The Gold Medal of Sardinia.

The Gold Medal struck especially by the order of the King of Sweden and Norway. 

The Pope sent a complete set of all the medals which had been struck during his pontificate as a mark of his appreciation of Maury's services in the cause of science.

The Czar of Russia and Archduke Ferdinand Maximilian of Austria sent jeweled pins to his wife, Ann. 

Most of these awards are on permanent display in the National Museum of the United States, Smithsonian Institution, Washington D.C.

Friday, September 17, 2021

Up top date on MFM

 Still working on The Autobiography of Matthew Fontaine Maury: Life and Times of a Rebel.

I've written from his genealogy to the Civil War based on one biography that was a concise version of his life. I used it for the skeleton of his life, nut and bolts. I'm using another biography that has much more about his family life and longer quotes from his letters and speeches. This gives the story much more of a "In his own words," feeling.

Wikipedia isn't helping me with a particularly important person in MFM's life. William Lewis Herndon is referred to in most biographies (there are six so far I'm using) as MFM's brother-in-law.
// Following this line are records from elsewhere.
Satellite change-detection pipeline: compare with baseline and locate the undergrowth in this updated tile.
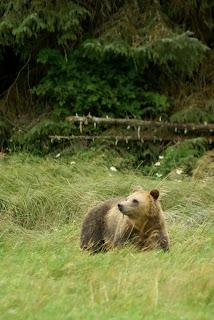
[0,152,214,320]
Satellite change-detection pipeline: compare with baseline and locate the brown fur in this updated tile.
[80,188,169,253]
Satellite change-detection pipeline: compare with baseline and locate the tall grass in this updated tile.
[0,154,214,320]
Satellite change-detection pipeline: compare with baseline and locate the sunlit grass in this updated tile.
[0,155,214,320]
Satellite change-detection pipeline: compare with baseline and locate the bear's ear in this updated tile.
[132,186,143,192]
[150,189,160,200]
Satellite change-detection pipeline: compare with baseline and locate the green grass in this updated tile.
[0,153,214,320]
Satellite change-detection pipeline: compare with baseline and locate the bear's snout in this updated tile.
[117,203,124,212]
[160,239,169,251]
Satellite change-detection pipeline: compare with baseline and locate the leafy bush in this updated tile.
[145,138,207,176]
[33,49,169,117]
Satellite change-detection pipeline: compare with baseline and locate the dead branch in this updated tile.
[49,135,214,144]
[66,115,214,132]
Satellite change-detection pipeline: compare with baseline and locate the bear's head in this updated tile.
[118,187,160,221]
[118,187,169,250]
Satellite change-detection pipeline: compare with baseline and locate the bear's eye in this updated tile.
[132,199,139,204]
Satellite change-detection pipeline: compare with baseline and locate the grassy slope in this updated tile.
[0,155,214,320]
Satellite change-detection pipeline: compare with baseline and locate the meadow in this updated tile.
[0,153,214,320]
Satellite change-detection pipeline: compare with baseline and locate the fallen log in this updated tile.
[66,115,214,134]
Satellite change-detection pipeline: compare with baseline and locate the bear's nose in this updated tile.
[117,203,123,212]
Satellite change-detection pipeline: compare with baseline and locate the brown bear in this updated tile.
[80,187,169,253]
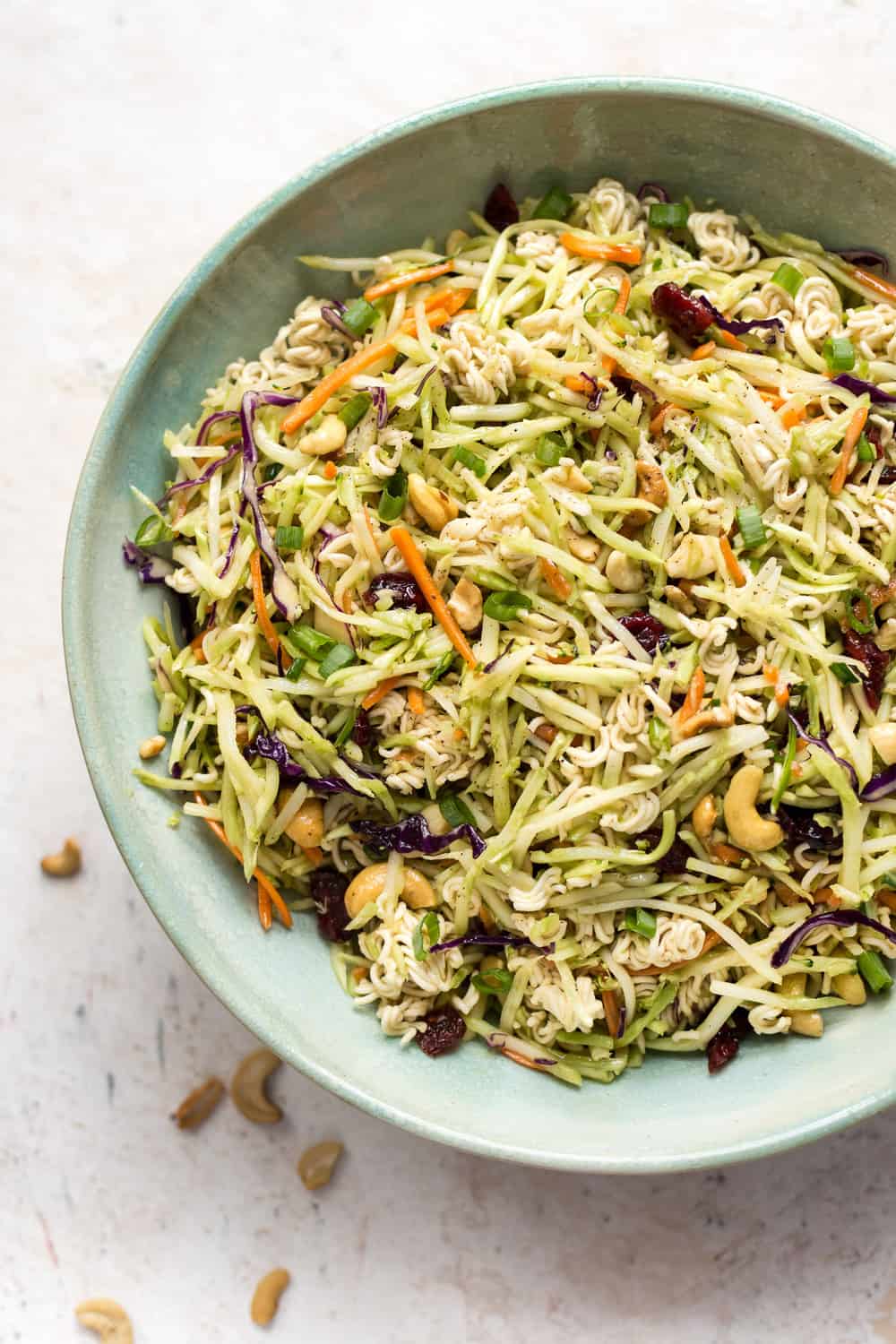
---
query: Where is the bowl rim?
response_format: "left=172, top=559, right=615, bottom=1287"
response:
left=62, top=77, right=896, bottom=1175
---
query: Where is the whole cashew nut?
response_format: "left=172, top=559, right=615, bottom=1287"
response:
left=75, top=1297, right=134, bottom=1344
left=723, top=765, right=785, bottom=852
left=40, top=840, right=81, bottom=878
left=248, top=1269, right=290, bottom=1325
left=229, top=1050, right=283, bottom=1125
left=345, top=863, right=435, bottom=919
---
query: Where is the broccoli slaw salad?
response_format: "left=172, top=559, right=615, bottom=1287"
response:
left=124, top=177, right=896, bottom=1085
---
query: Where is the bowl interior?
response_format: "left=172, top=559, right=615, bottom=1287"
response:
left=63, top=81, right=896, bottom=1172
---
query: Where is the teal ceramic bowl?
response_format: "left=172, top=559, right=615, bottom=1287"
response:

It's a family jumble of similar names and close cousins, normal at the time period where a married couple would have from six to fourteen children and giving them common first names.

MFM married Ann Hull Herndon. Her mother was Elizabeth Hull married to Dabney Herndon. Ann's parents died when she was 13 and MFM's elder sister, and mother of Dabney, also named Elizabeth, took Ann Hull and her brother, Brodie, in and raised them as her own.

MFM's uncle, Edward Herndon and aunt, Elizabeth were parents of William Lewis Herndon and others. 

This made MFM and William Lewis Herndon second cousins. MFM and Ann were fourth cousins. If MFM and WLH were brother-in-law then Ann would be MFM's first cousin. A big distinction today, not so big in 1820's.

Wikipedia counts Ann Hull and Brodie as children of Edward and Elizabeth Maury Herndon. It is confusing, but they should try to get this right.

I'm using a Maury Family Tree by Sue C. West-Teague, that spells this out in a confusing and absolutely impossible chronology.

I've still a bit of fleshing out to do with what I have on the skeleton before tackling the Civil War and MFM's return to the United States. He was under a death sentence far stricter that for Jefferson Davis, Alexander Stevens and Robert E. Lee! I'll explain in the book.

William Lewis Herndon was the captain of the steam ship Central America that went down in  a hurricane with millions of dollars worth of gold in 1858. It was recently discovered off the North Carolina coast. North Carolina, the U.S. and the salvagers are still fighting over what today is billons of dollars in gold coins. 

WLH had a daughter and she married a New York politician named Chester A. Arthur. MFM gave her hand in marriage as this was after her father died. It was Chester A. Arthur who pulled the political strings to get MFM back from London and to Virginia. 

Elizabeth Herndon Arthur died before Chester became Vice-President and later President of the U.S.